Over the years I have seen the same story repeated time and again. Large sums of money thrown at communities that lack the relationship capacity they need to make anything of it.
Why? Because we base so much of our practice on the assumption altruism motivates people to volunteer or become an activist. Self-interest motivates successful groups and is effective in transformational change, not altruism.
Self-interest is honest. I benefit when the people around me benefit. I understand that working for the benefit of others benefits me too. In working for my benefit I benefit others.
In the UK we separate self-interest from community; compare with the nineteenth century, people understood self-interest and achieved an astonishing amount through mutuals. The retail co-operative movement was the most important example of this but mutual principles motivated or influenced almost every institution we use in modern society.
It was a way of harnessing entrepreneurial spirit to local solidarity. People who owned their own businesses believed they were working for their communities. Not only did they create jobs they also endowed the local authority with gifts of buildings and parks.

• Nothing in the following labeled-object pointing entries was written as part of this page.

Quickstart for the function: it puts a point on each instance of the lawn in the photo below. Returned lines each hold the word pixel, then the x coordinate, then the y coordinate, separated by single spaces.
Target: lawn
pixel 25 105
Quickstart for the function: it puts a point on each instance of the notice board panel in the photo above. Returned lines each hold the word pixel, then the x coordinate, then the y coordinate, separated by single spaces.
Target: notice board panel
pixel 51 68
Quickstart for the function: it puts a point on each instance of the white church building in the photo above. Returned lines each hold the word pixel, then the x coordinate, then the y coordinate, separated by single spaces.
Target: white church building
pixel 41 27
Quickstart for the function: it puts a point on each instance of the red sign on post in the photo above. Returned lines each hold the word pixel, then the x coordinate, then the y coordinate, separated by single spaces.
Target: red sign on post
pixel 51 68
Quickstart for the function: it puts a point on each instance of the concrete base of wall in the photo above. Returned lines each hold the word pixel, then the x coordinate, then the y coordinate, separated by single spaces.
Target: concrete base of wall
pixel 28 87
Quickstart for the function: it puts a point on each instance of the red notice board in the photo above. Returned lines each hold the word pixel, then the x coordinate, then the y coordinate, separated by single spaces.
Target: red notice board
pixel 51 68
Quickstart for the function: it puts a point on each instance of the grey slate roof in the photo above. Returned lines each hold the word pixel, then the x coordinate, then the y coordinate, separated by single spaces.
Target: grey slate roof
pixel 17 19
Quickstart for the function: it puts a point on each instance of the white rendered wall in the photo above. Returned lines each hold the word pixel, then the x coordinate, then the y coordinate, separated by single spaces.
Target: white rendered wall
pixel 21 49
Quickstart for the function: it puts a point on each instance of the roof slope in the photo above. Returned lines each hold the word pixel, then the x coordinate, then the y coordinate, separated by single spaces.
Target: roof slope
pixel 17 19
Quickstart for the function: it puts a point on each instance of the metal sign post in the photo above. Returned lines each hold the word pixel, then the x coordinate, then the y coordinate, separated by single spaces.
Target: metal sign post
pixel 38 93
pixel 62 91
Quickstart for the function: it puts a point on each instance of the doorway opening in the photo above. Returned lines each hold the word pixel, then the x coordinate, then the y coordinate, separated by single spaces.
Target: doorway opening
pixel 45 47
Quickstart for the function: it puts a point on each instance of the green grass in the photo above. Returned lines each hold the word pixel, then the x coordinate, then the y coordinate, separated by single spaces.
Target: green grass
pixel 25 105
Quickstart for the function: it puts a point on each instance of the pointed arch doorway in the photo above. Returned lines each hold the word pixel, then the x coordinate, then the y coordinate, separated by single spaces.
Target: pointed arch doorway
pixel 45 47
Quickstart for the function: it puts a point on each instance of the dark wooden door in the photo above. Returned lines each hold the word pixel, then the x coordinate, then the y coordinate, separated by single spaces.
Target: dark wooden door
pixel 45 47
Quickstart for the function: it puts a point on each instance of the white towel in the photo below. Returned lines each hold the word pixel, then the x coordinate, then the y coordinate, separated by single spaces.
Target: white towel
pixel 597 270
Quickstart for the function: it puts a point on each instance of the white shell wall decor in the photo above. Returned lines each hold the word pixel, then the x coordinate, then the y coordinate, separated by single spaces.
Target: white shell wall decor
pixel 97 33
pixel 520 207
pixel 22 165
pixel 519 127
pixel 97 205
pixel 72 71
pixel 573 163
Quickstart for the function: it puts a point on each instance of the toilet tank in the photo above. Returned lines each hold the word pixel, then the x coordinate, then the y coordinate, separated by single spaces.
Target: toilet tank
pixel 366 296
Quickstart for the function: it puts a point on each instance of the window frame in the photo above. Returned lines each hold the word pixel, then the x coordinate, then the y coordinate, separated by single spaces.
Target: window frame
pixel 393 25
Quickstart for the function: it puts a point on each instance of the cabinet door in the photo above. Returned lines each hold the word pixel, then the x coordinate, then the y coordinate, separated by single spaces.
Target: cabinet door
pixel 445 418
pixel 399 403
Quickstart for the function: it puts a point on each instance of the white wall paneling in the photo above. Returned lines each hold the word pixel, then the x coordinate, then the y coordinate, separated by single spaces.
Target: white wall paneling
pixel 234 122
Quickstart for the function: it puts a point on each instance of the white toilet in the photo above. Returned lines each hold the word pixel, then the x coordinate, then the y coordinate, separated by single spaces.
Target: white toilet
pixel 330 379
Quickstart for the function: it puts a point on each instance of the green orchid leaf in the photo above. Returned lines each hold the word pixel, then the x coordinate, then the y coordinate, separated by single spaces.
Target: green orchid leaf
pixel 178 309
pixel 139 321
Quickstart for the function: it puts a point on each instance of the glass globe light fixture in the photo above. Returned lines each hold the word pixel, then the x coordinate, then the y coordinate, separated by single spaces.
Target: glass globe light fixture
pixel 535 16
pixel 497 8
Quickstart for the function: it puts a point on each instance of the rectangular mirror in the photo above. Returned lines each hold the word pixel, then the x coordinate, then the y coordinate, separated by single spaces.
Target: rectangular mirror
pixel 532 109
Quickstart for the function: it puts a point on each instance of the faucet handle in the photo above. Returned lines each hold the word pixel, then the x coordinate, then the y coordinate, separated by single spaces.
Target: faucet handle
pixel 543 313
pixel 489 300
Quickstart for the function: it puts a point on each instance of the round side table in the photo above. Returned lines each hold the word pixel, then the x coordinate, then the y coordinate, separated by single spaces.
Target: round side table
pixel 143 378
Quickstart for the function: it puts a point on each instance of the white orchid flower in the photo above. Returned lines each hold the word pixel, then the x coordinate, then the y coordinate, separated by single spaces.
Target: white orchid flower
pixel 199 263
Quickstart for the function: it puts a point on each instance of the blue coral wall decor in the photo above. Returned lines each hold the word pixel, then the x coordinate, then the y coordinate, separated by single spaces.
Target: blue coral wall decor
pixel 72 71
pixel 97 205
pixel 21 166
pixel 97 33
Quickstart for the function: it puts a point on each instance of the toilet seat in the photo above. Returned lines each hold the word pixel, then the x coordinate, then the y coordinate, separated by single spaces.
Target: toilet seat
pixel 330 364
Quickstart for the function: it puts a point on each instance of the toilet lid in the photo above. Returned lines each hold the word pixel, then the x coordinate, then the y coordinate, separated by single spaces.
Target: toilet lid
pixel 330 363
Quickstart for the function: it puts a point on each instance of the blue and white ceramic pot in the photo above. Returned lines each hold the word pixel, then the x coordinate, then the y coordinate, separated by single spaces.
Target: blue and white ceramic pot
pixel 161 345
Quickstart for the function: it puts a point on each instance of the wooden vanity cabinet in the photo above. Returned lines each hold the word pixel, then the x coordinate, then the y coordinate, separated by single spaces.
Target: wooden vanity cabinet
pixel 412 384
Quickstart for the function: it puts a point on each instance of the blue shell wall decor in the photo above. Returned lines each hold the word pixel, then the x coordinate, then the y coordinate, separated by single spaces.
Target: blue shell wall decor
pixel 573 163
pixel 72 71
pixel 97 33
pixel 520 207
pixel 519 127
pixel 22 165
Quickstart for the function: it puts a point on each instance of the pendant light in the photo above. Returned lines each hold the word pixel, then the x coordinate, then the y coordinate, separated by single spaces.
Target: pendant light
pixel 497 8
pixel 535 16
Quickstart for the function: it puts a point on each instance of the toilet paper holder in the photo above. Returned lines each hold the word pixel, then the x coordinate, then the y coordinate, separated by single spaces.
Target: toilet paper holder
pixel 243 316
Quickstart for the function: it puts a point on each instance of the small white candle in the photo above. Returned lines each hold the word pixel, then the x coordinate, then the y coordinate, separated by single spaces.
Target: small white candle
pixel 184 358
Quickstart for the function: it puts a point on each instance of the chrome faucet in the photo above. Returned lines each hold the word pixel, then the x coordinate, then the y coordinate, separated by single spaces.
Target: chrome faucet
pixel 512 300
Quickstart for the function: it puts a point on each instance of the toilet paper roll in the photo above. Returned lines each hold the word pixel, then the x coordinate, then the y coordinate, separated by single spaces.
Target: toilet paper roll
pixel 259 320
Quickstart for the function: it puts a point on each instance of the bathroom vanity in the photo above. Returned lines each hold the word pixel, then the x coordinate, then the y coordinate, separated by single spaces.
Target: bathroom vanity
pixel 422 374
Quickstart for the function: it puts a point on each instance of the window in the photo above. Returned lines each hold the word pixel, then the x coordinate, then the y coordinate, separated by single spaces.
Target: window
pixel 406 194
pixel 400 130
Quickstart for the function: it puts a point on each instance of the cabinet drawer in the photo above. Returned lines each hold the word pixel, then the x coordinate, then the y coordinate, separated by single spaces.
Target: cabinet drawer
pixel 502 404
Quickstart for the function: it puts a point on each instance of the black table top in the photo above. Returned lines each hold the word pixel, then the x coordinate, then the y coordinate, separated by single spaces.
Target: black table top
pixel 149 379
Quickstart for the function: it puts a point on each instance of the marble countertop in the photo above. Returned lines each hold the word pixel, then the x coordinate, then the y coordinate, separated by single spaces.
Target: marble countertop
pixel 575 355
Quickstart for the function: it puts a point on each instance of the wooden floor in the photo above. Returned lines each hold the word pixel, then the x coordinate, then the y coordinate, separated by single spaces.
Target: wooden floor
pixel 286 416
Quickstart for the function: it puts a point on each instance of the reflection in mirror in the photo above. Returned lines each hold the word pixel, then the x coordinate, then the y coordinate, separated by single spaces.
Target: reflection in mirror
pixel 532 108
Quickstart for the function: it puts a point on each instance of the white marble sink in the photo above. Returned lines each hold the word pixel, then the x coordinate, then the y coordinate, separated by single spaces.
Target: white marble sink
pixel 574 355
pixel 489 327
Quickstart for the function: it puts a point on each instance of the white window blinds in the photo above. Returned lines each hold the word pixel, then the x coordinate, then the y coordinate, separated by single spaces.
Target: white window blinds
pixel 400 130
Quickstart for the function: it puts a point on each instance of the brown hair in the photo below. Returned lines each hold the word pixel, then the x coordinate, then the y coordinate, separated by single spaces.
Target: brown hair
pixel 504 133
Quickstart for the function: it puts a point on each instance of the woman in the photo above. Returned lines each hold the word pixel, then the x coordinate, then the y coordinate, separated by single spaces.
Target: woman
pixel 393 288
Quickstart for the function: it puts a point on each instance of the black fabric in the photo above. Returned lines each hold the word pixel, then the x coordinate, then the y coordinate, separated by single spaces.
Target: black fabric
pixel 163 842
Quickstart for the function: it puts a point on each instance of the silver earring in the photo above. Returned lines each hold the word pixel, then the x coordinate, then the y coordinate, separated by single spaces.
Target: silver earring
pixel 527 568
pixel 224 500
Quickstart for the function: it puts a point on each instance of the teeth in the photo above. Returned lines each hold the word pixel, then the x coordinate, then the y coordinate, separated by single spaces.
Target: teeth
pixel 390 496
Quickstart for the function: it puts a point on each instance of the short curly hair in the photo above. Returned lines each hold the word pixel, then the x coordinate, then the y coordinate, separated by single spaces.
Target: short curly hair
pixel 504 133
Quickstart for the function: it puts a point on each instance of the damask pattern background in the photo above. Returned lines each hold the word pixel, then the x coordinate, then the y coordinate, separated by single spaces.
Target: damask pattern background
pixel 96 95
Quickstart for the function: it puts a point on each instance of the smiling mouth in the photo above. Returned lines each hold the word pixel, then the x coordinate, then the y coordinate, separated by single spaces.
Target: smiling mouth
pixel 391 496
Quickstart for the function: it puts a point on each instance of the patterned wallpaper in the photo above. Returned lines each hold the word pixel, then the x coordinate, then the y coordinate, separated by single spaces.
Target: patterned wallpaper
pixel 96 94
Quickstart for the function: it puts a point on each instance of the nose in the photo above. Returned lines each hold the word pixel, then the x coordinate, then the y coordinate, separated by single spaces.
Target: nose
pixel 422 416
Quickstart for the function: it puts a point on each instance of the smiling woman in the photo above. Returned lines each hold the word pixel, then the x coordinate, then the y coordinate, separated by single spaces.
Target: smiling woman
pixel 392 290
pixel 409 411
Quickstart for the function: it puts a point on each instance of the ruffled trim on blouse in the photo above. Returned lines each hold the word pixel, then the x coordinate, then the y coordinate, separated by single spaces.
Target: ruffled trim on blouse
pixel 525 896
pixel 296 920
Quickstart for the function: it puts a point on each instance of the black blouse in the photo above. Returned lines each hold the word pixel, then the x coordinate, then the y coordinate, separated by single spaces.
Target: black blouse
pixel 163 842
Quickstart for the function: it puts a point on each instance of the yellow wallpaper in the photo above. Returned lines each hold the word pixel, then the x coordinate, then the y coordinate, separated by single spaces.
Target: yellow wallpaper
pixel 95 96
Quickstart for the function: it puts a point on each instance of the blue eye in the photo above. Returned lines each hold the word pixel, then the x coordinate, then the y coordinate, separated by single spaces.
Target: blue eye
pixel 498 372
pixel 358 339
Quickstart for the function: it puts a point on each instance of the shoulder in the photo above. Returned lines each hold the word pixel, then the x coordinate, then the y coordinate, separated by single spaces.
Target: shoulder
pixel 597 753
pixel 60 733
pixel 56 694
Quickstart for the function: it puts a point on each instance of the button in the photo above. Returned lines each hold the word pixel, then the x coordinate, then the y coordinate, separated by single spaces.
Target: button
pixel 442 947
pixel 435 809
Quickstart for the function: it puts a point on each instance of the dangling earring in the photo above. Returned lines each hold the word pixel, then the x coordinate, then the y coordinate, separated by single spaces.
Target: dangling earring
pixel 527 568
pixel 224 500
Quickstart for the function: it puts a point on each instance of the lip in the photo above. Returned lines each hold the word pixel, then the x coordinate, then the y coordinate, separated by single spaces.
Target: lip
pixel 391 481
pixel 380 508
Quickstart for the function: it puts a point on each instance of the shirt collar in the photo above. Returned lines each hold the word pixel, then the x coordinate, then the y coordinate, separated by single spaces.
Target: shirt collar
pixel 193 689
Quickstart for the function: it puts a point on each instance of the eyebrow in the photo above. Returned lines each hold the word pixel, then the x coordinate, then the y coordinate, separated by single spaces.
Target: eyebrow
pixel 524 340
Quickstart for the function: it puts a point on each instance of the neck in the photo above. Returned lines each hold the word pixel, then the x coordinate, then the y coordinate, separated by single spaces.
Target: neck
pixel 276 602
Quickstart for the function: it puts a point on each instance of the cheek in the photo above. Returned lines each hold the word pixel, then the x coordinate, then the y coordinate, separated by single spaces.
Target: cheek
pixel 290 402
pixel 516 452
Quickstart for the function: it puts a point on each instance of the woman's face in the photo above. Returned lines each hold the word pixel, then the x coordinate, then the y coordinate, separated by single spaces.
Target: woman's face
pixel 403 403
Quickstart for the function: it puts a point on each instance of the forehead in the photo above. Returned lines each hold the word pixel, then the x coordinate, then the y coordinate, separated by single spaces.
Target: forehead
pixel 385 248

Today community work happens in community centres. Most people see small businesses as part of the private sector, where people do unspeakable things with money. What I’ve seen is the opposite. Time and again I’ve seen large amounts of public money go to projects that lack accountability and business acumen. They flame and burn out.
Meanwhile small businesses quietly support the local economy. The thing is when you know you can generate income, then the value of money changes. You can be generous because you know how to find more. Grants are time limited and bring instability to our communities.
The future of our communities is with the entrepreneurial spirit and not community groups. This means the future is with entrepreneurs, whether they are small business owners or running social enterprises. These people need to work together both in their local areas and online.
They need to work together locally because together they can get some purchase on the flow of money around the local economy. Wrestling control from the multinationals will never be easy but it is has to be through the local economy.
Online because partnership can happen between areas, sharing stories and ideas, learning how to market online as well as locally. Together we need to face up to the ideas that marginalise community work in the third sector.
Perhaps the story is too complex to fully grasp. Explaining the back-story can possibly lose the reader. Also the end becomes rather theoretical and I need to find perhaps another story to bridge from this one to the present.
Currently an earlier version of this story appears on my site’s About page. I could move it to a more prominent place on the website. It could be told in text or by video, which is certainly something I want to explore. Many people have several versions of their origin story suitable for different situations. They tell the story at meetings, during training events, in videos … This story as it stands doesn’t quite trip off the tongue but I’ll keep working on it!
Any feedback about how I might improve would be welcome.